Irrespective of how well you have constructed your portfolio, it soon tends to become inefficient and hence needs to be monitored and revised periodically. Portfolios do not manage themselves nor can weather the ages unaltered. With each passing day, portfolios that we carefully crafted yesterday become very less than optimal. Change is the investor’s only constant.
Over time several things are likely to happen. The asset allocation in the portfolio may have drifted away from its target; the risk and return characteristics of various securities may have altered; finally the objectives and preferences of the investor may have changed.
Given the dynamic developments in the capital market and changes in your circumstances, you have to periodically monitor and revise your portfolio. This usually entails two things, viz., portfolio rebalancing and portfolio upgrading.
Portfolio rebalancing involves reviewing and revising the portfolio composition (i.e. the stock bond mix). There are three basic policies with respect to portfolio rebalancing: buy and hold policy, constant mix policy, and portfolio insurance policy.
Under the buy and hold policy, the initial portfolio is left undisturbed. It is essentially a buy and hold policy. Irrespective of what happens to relative values, no rebalancing is done. For example, if the initial portfolio has a stock bond mix of 50:50 and after six months the stock bond mix happens to be, say, 70:50 because the stock component has appreciated and the bond component has stagnated, the portfolio mix is allowed to drift. Put differently, no changes.
The constant mix policy calls for maintaining the proportions of stocks and bonds in line with their target value. For example, if the desired mix of stocks and bonds is say 50:50, the constant mix calls for rebalancing the portfolio when relative values of its components change, so that the target proportions are maintained.
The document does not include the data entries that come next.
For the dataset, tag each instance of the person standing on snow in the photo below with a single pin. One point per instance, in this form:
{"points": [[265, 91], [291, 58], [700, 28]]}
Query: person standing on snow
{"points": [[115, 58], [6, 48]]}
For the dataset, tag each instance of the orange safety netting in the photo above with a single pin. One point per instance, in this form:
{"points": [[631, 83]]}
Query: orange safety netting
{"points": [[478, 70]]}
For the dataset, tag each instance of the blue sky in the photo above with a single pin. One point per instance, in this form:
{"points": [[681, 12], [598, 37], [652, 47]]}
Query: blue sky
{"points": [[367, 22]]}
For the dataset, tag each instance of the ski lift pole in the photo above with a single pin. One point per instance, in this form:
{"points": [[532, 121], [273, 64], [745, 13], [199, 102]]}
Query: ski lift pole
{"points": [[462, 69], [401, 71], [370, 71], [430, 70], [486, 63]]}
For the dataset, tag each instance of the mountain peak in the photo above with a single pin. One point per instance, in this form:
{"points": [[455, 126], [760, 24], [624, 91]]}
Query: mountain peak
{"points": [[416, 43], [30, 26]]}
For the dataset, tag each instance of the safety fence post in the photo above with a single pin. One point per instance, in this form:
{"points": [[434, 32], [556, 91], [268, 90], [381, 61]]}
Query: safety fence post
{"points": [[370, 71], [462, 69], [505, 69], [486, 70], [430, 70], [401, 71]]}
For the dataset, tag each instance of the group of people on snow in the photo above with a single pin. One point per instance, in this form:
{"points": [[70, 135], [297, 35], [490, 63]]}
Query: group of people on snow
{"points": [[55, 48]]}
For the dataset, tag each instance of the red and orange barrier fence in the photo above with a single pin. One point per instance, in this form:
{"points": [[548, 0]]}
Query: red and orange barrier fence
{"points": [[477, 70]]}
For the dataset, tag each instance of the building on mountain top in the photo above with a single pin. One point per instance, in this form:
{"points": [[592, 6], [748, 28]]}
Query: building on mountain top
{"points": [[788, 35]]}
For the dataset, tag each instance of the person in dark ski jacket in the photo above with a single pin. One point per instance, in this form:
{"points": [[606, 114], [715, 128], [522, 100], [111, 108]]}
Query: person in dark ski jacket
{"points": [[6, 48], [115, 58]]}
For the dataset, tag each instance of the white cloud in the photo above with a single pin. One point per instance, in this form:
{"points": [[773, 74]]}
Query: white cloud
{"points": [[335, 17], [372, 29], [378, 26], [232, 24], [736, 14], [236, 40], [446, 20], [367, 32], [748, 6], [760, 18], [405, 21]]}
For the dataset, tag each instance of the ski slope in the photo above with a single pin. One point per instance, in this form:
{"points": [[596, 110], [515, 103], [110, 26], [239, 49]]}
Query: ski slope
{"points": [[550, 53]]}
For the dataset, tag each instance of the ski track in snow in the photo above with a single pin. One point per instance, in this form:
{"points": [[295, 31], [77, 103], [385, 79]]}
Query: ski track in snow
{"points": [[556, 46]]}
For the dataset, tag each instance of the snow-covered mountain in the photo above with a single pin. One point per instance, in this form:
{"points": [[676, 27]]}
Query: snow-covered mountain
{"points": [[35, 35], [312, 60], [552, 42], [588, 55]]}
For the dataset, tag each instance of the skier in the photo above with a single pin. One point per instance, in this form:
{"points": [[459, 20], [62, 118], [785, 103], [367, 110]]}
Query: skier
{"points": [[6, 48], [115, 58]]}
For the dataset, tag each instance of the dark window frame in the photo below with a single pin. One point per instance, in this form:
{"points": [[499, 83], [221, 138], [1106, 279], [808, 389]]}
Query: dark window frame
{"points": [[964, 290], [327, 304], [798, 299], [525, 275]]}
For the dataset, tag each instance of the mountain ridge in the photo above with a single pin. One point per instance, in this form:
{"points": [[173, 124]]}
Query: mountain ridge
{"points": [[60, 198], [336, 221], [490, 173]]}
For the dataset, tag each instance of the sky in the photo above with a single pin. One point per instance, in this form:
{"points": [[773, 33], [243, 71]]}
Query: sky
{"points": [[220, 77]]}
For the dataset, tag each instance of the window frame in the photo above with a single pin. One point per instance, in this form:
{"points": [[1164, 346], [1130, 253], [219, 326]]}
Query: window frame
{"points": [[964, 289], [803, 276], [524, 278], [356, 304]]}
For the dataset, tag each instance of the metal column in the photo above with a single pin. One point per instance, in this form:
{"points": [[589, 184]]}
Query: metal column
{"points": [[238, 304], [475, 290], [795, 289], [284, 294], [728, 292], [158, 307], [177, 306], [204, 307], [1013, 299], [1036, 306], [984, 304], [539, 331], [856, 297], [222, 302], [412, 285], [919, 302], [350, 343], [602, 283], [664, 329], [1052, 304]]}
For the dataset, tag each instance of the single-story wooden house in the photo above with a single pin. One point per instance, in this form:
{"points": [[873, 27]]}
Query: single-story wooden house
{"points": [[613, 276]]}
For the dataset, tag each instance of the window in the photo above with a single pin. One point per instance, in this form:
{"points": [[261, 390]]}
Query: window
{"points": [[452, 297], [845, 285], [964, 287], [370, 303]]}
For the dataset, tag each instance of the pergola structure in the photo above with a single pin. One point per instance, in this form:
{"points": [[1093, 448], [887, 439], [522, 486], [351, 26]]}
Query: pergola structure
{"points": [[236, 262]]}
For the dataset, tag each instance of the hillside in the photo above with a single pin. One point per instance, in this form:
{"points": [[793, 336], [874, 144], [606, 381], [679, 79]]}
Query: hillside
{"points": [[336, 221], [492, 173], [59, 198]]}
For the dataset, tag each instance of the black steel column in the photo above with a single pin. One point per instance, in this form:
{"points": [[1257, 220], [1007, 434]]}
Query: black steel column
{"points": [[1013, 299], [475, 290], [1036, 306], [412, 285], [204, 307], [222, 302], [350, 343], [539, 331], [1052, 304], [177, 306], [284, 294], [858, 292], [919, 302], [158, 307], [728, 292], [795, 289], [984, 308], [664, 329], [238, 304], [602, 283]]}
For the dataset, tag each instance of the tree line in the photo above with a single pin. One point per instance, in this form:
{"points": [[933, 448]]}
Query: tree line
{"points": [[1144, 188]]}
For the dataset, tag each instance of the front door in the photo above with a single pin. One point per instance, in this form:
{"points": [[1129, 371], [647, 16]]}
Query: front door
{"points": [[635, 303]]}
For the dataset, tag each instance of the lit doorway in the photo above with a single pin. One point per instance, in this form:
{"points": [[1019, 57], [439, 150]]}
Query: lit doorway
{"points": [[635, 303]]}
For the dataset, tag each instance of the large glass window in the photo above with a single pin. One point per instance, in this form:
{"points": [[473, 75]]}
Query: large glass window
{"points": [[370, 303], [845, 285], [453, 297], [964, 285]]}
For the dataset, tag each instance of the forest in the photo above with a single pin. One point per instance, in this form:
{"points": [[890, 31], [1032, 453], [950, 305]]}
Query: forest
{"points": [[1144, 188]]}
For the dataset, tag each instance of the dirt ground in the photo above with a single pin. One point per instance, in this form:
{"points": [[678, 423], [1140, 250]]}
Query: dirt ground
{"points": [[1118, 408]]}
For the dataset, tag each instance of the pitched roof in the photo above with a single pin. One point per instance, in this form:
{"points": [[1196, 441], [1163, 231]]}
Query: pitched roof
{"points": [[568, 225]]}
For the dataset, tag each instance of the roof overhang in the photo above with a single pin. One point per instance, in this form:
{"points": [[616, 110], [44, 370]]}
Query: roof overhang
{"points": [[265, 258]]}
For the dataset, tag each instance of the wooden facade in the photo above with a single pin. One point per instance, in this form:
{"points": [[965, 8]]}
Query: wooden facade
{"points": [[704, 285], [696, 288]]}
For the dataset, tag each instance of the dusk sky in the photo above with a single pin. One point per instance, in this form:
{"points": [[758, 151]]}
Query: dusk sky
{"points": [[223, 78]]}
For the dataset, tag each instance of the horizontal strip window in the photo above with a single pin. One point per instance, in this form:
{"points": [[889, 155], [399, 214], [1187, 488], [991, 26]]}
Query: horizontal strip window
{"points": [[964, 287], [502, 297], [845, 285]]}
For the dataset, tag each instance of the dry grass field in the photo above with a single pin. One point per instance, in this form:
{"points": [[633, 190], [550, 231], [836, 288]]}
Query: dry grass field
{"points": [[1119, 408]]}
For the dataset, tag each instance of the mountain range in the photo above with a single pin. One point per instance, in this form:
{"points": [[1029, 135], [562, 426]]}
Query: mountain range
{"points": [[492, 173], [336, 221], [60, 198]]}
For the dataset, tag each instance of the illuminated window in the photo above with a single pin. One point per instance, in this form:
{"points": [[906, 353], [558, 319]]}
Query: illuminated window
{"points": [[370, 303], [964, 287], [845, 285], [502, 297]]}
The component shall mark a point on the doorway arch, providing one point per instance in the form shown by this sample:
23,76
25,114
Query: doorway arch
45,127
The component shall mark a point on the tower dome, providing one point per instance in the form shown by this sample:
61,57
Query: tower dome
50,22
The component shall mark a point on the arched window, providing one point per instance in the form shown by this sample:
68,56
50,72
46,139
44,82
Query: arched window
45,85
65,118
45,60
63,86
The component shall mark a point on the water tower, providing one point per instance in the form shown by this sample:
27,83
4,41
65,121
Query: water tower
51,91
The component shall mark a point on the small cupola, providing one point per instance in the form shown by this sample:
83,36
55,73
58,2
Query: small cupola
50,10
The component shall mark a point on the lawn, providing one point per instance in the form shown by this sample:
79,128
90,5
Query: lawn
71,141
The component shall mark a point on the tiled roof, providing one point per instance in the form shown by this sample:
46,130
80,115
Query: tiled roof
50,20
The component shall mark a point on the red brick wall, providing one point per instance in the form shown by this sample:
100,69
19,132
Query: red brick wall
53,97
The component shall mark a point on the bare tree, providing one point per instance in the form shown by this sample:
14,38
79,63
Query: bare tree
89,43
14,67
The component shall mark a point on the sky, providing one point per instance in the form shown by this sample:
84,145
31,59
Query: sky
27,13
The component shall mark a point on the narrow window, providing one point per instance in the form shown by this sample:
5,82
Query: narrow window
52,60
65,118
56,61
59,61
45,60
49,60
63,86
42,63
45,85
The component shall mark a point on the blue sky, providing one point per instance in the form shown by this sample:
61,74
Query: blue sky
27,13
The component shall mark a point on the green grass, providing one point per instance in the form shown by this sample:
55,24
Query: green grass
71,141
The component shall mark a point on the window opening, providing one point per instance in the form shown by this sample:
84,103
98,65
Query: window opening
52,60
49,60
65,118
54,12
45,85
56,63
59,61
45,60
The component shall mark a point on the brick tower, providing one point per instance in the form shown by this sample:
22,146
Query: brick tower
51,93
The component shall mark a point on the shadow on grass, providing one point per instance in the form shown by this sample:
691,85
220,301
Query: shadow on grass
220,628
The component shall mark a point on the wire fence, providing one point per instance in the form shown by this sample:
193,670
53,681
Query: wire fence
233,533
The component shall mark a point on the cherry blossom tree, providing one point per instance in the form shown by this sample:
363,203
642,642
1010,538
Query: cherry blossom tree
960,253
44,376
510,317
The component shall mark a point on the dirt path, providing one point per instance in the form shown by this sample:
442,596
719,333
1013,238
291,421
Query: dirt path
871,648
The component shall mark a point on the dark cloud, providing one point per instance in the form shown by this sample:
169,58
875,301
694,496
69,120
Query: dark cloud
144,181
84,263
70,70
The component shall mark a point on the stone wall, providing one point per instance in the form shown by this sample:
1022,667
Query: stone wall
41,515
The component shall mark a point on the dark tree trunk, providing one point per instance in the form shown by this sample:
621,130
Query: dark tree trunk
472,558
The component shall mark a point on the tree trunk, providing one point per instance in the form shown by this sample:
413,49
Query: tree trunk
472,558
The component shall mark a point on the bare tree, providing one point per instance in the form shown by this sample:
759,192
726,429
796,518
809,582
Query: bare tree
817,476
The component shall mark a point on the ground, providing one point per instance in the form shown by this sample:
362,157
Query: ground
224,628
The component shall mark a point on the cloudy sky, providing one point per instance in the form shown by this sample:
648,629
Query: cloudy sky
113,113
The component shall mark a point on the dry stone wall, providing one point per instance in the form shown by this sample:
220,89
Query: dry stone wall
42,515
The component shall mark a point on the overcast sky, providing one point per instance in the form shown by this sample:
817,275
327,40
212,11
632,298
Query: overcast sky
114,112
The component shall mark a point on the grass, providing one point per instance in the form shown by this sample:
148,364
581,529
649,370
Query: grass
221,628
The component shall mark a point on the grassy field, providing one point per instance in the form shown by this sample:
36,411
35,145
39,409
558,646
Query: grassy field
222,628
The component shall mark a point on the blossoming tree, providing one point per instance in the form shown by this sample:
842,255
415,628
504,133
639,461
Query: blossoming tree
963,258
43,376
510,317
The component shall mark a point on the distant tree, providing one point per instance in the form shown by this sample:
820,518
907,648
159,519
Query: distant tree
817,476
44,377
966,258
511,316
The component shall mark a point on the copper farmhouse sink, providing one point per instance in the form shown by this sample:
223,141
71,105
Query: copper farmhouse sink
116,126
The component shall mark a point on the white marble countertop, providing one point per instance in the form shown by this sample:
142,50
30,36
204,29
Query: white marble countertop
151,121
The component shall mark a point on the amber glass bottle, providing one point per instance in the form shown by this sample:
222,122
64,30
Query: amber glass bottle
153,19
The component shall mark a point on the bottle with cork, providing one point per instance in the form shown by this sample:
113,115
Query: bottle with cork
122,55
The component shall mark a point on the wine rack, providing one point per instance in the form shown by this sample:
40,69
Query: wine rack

The portfolio insurance policy calls for increasing the exposure to stocks when the portfolio appreciates in value and decreasing the exposure to stocks when the portfolio depreciates in value. The basic idea is to ensure that the portfolio value does not fall below a floor level.
While portfolio rebalancing involves shifting from stocks to bonds or voice versa, portfolio upgrading calls for re-assessing the risk return characteristics of various securities (stocks as well as bonds), selling over priced over priced securities, and buying under priced securities. It may also entail other changes the investor may consider necessary to enhance the performance of the portfolio.
You may hesitate to revise your portfolio or be too slow in doing so. You may not like to incur the costs of trading like commission costs, taxes, and adverse market impacts. These costs often look very obvious. However, remember that there are costs of non-trading which, though subtle, may be significant. Your portfolio may drift into an asset mix that may no longer be appropriate to your needs, you may hold over priced investments, offering inferior returns, you may forego opportunities of making promising investments. You should learn how to weight the opportunity cost of non- trading against the explicit costs of trading. In essence, portfolio revision calls for developing an appropriate response to the tension the ‘apparent’ cost of trading and the ‘subtle’ cost of inaction.
The key dimensions of portfolio performance evaluation are rate of return and risk. This article looks at the measures of rate of return, risk, and performance.
Rate of Return:
Dividend income + Terminal value – Initial value / Initial value
To illustrate the calculation of the rate of return, let us look at the following data:
1. Initial market value of the portfolio : Rs 100,000
2. Dividend and interest income received toward the end of the year
: Rs 10.000
3. Terminal market value of the portfolio : Rs 105,000
The rate of return on this portfolio is simply:
10,000 + (105,000 – 100,000) /100,000 = 0.15 or 15 percent.